Will chairman Ben Bernanke lead the Federal Open Market Committee to a decision to buy more bonds, in the hope that a further diminution of already record-low interest rates will have a tonic effect on spending?

Bernanke is like the mythical Atlas. With fiscal stimulus off the table in a divided Congress, the uncertainty of tax hikes next year, and burdensome regulations discouraging investment, the Fed chairman is asked to hold up the U.S. economy, just as Atlas supported the world on his shoulders.

Meanwhile, Congress and the administration are doing nothing to help him. Worse, they are being counterproductive.

Those who lobby the Fed to pump more high-powered dollars into the banking system (money the central bank lawfully creates) fail to recognize that borrowing costs are already at record lows, and that more liquidity is unlikely to impart more impetus to the sluggish recovery.

As columnist Robert Samuelson wrote in Monday's Washington Post, "What good are lower interest rates if lenders impose such tight conditions that credit doesn't flow or potential borrowers won't assume added debt? Rates on 30-year mortgages are already 3.5 percent."

The Fed is charged by law with maintaining price stability. Fed hawks, chiefly presidents of the regional Federal Reserve banks, worry that more liquidity will sow the seeds of faster, future, inflation. On the other hand, some liberals, such as New York Times columnist Paul Krugman, advocate higher inflation.
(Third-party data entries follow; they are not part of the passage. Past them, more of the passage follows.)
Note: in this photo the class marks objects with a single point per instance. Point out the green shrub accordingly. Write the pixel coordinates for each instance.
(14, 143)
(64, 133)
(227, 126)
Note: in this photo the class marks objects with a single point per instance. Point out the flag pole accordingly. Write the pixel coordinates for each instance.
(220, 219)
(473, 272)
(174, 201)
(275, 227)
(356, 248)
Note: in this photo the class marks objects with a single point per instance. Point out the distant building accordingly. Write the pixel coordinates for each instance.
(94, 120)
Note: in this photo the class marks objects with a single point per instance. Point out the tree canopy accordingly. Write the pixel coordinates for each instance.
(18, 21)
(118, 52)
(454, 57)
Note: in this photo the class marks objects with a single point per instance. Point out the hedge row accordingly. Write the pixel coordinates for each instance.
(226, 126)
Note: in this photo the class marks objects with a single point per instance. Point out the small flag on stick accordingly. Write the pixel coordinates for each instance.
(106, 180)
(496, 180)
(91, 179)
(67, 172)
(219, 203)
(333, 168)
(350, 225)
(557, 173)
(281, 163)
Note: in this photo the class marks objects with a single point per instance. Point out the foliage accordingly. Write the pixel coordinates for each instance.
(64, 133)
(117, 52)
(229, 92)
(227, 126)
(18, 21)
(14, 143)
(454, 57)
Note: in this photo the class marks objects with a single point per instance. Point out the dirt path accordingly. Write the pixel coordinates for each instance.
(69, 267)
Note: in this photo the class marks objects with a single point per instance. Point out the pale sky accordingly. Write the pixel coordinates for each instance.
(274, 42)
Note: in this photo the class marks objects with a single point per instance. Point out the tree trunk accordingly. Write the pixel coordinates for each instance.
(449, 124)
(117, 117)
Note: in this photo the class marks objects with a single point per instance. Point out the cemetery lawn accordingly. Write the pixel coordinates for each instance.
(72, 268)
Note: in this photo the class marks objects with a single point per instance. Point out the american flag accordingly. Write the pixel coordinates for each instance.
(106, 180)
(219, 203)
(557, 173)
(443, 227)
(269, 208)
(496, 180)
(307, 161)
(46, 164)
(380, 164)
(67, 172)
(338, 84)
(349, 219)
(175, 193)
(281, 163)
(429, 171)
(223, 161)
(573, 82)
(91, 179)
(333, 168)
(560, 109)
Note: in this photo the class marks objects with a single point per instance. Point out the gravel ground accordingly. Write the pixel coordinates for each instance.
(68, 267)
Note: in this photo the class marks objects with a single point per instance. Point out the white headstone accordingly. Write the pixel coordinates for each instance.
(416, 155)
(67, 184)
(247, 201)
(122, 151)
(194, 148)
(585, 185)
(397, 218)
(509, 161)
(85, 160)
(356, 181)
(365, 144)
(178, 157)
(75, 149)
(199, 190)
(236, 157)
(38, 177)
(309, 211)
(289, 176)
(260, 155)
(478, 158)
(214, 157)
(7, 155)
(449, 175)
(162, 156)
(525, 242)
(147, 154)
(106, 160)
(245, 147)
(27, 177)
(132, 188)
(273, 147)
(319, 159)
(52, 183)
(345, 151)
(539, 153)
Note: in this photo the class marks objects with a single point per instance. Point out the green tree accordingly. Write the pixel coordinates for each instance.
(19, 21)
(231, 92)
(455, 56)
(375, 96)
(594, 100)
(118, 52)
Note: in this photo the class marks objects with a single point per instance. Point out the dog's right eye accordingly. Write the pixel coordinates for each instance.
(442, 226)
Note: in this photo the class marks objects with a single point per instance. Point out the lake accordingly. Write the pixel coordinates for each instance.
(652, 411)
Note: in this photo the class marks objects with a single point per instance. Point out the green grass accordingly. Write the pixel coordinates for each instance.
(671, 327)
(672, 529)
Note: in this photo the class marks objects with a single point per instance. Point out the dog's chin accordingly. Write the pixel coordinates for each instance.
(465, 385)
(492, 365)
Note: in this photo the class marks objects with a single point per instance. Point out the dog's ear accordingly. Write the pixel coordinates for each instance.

Congress and the president should not count on the Fed to bail them out of their mistakes. And it's Congress that is responsible for the uncertainty that is hobbling the economy.

If Congress does nothing, federal income taxes on capital and wage and salary earnings will rise on January 1 in all income brackets, from 10 percent to 15 percent in the lowest tax bracket, and from 35 percent to about 42 percent at the top.

Congress has known since the Bush tax cuts were extended for two years in December 2010 that this day was coming. It could have considered the Simpson-Bowles recommendations, or some variation, and passed them. Or it could have considered suggestions from other groups, such as the Debt Reduction Task Force of the Bipartisan Policy Center.

Nevertheless, the Democratic Senate has failed to pass even a budget for the past three years, much less tax reform, cuts in discretionary spending or long-term entitlements. Such bills were passed by the Republican House of Representatives, but without the Senate's cooperation, nothing will be done before Nov. 6.

Congress could extend current tax rates for another year and allow the next Congress to undertake fundamental tax reform. That might stop the economy from going into a recession now. But calling on Bernanke is easier.

Similarly, a European Central Bank meeting is scheduled for Thursday. Last week, Mario Draghi, the ECB's president, said he would do "whatever it takes" to keep the euro from disintegrating. The European Central Bank's refinancing rate is at 0.75 percent, and the deposit rate is at zero.

Policymakers are counting on Draghi to keep the euro from fragmenting and imploding. But they refuse to lower taxes and reform their burdensome labor laws to attract investment.

On two sides of the Atlantic, politicians turn to central banks, hoping that by printing money banks will paper over problems long enough for them to disappear.

But central banks are unable to help in the face of persistently flawed economic policies. Both in the United States and in Europe, we cannot rely on them for economic rescue.